Working with cells involves regularly feeding them, changing the liquid they live in, dividing them as they grow, and keeping them free from infections. “Each cell line has its own different personality,” said Emily. “Cancer cell lines all look different. They behave differently too, even within the same cancer type.”
Other members of the team are also undertaking the CRISPR-Cas9 screens in the cancer organoids. Growing organoids and CRISPR-Cas9 gene editing are both relatively new techniques, and researchers are just beginning to put them together. The process, and analysing the data it produces, is challenging.
“The work we do is really fulfilling. When you think about the downstream applications of the cell lines and organoid models we are making, the amount of research we are enabling is incredible,” says Mya.
A day in the life
Eye cells stained with fluorescence and RNAscope probes
“The best thing about working in CGaP is no two days are the same,” said Sophie Pritchard, an Advanced Research Assistant. “If tissue from a donor comes in at short notice, they take priority. People will drop everything else to help - it’s a huge team effort,” she said.
Sophie works on the Human Cell Atlas project, using some of the latest techniques in spatial transcriptomics to look at the active genes in a cell in situ and map out every cell type in the human body4.
“I really love the imaging side of my work,” Sophie said. Part of her job involves staining tissues with coloured probes, to show where different genes are active. She uses RNAscope technology to look at specific genes, or Visium to look at all the genes active within a tissue. Researchers have only developed the techniques in the last few years. The team is currently working on scaling up their throughput, so hundreds of tissues can be processed per year.
“Collaborating with so many researchers here is great. We meet before starting any work to discuss a project. We often see things in different ways, coming from different angles, and work together to get the best results,” Sophie said.
Research and development
The CGaP team also undertakes research and development. “It’s an important part of our work,” says Laura. “If something isn’t working, we troubleshoot. We do a lot of optimisation to improve techniques, culture methods and assays to make delivery of the projects faster, cheaper and safer.
“For the organoids project we currently work on three cancer types, but the aim is to expand to cover more. This requires research and development to work up protocols for growing these.
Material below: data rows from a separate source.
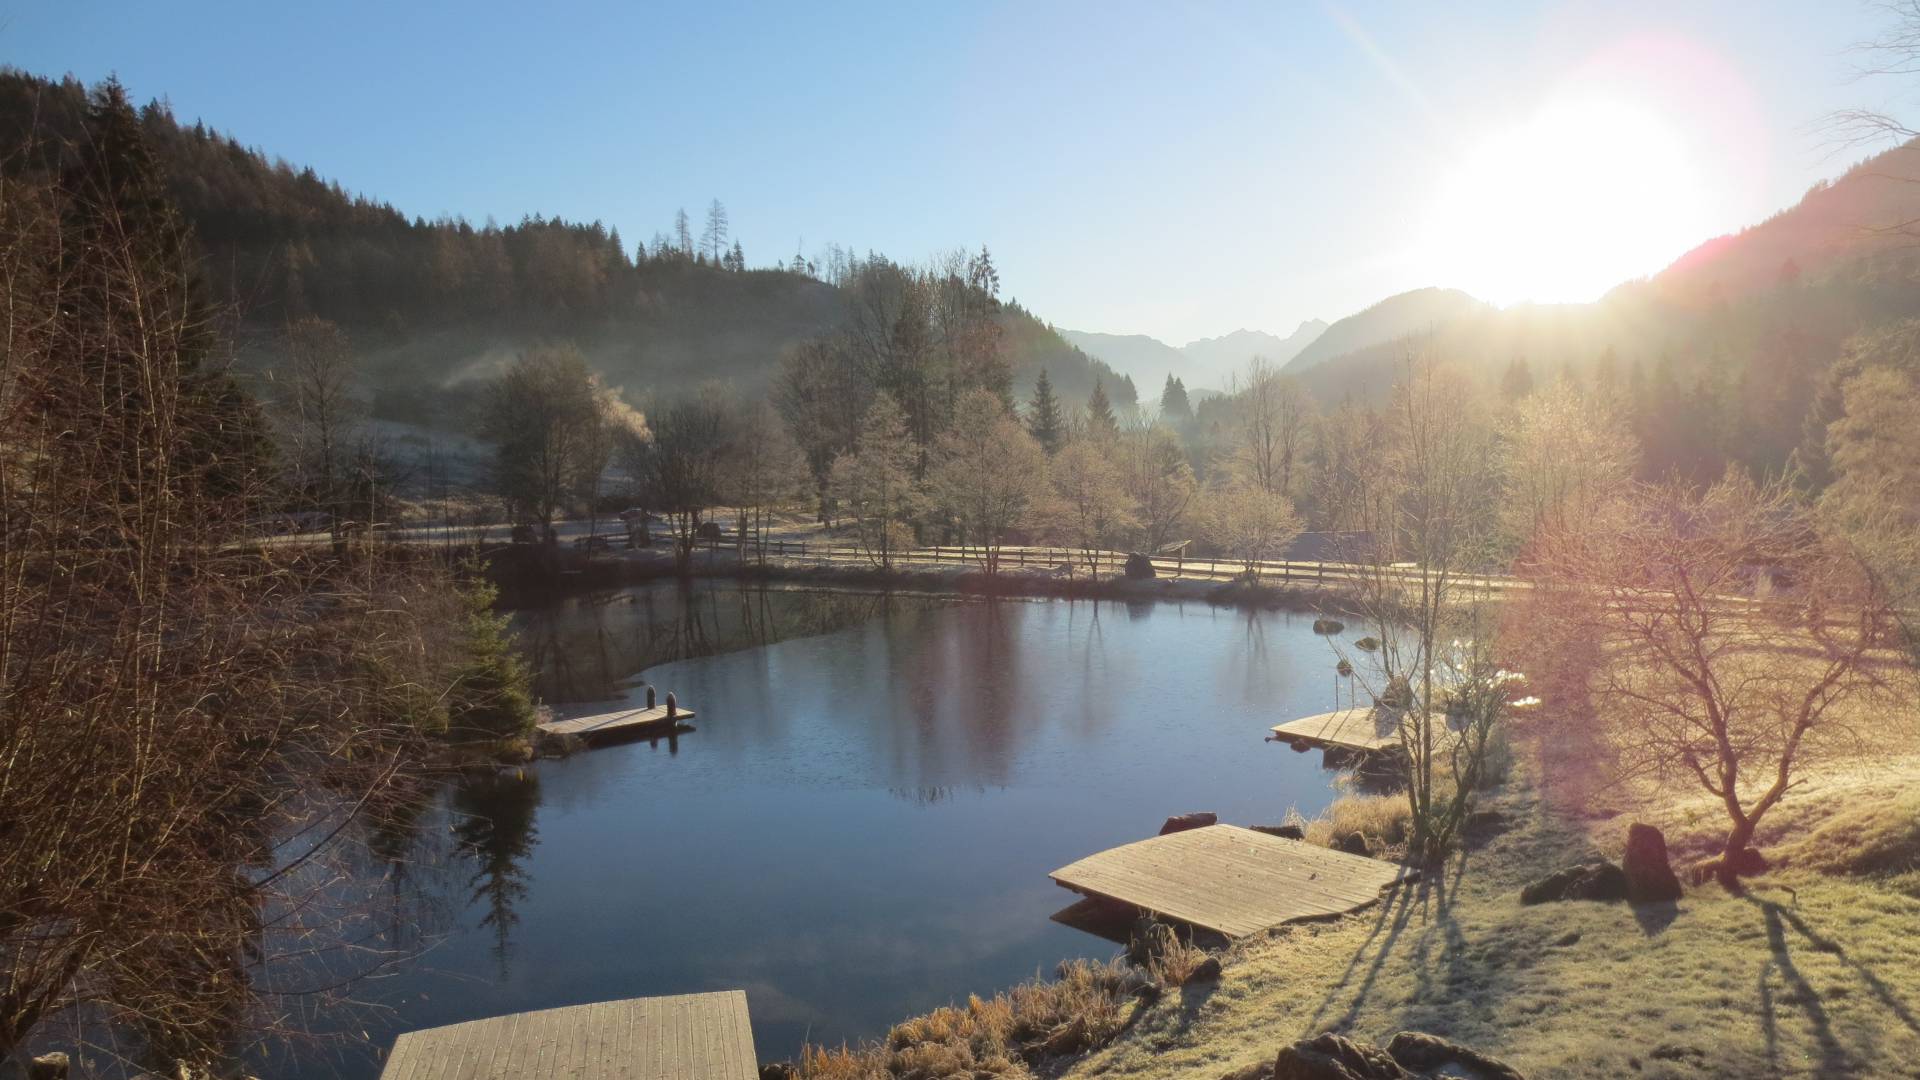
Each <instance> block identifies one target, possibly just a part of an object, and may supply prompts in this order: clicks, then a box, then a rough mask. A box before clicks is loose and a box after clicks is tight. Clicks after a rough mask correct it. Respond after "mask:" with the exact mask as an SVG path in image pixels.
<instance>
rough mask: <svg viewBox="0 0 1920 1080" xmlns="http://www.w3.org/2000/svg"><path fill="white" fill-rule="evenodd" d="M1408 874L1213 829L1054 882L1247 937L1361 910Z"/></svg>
mask: <svg viewBox="0 0 1920 1080" xmlns="http://www.w3.org/2000/svg"><path fill="white" fill-rule="evenodd" d="M1407 874H1409V871H1407V869H1405V867H1400V865H1396V863H1382V861H1380V859H1367V857H1365V855H1348V853H1346V851H1332V849H1329V847H1321V846H1317V844H1308V842H1304V840H1284V838H1281V836H1267V834H1265V832H1254V830H1252V828H1240V826H1235V824H1210V826H1206V828H1190V830H1187V832H1169V834H1165V836H1154V838H1152V840H1140V842H1137V844H1123V846H1119V847H1112V849H1106V851H1100V853H1098V855H1089V857H1085V859H1081V861H1079V863H1073V865H1069V867H1062V869H1058V871H1054V872H1052V878H1054V882H1056V884H1060V886H1064V888H1069V890H1073V892H1077V894H1083V896H1096V897H1102V899H1114V901H1119V903H1131V905H1133V907H1139V909H1142V911H1150V913H1154V915H1164V917H1167V919H1177V920H1181V922H1187V924H1190V926H1200V928H1202V930H1213V932H1219V934H1225V936H1229V938H1244V936H1248V934H1258V932H1261V930H1269V928H1273V926H1279V924H1283V922H1296V920H1300V919H1325V917H1331V915H1344V913H1348V911H1359V909H1361V907H1367V905H1371V903H1377V901H1379V899H1380V892H1382V890H1384V888H1386V886H1390V884H1394V882H1398V880H1402V876H1407Z"/></svg>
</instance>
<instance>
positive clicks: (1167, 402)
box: [1160, 375, 1194, 423]
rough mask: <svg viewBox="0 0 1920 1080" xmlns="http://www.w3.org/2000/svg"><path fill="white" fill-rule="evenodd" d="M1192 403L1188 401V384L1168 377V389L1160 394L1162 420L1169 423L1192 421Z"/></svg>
mask: <svg viewBox="0 0 1920 1080" xmlns="http://www.w3.org/2000/svg"><path fill="white" fill-rule="evenodd" d="M1192 415H1194V407H1192V402H1188V400H1187V384H1185V382H1181V380H1179V379H1175V377H1171V375H1167V388H1165V390H1162V392H1160V419H1164V421H1167V423H1183V421H1190V419H1192Z"/></svg>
For example, we’ve just received our first few samples of ovarian ascites fluid, and we’re currently working to create models of ovarian cancer.”
“When we’re setting up new tissue types or workflows we get everyone involved together. We get to meet clinicians, the nurses who take samples, the researchers who are using the data. It’s important to see how everything fits together.”
Staff in CGaP have taken various paths before joining the department; some straight from an undergraduate degree, others following a Masters or PhD, and others from working in the NHS.
They all enjoy working in the bustling lab surroundings, and all mentioned the friendly atmosphere. Emily said, “In CGaP there is a great team format, and a really nice family feel to working.”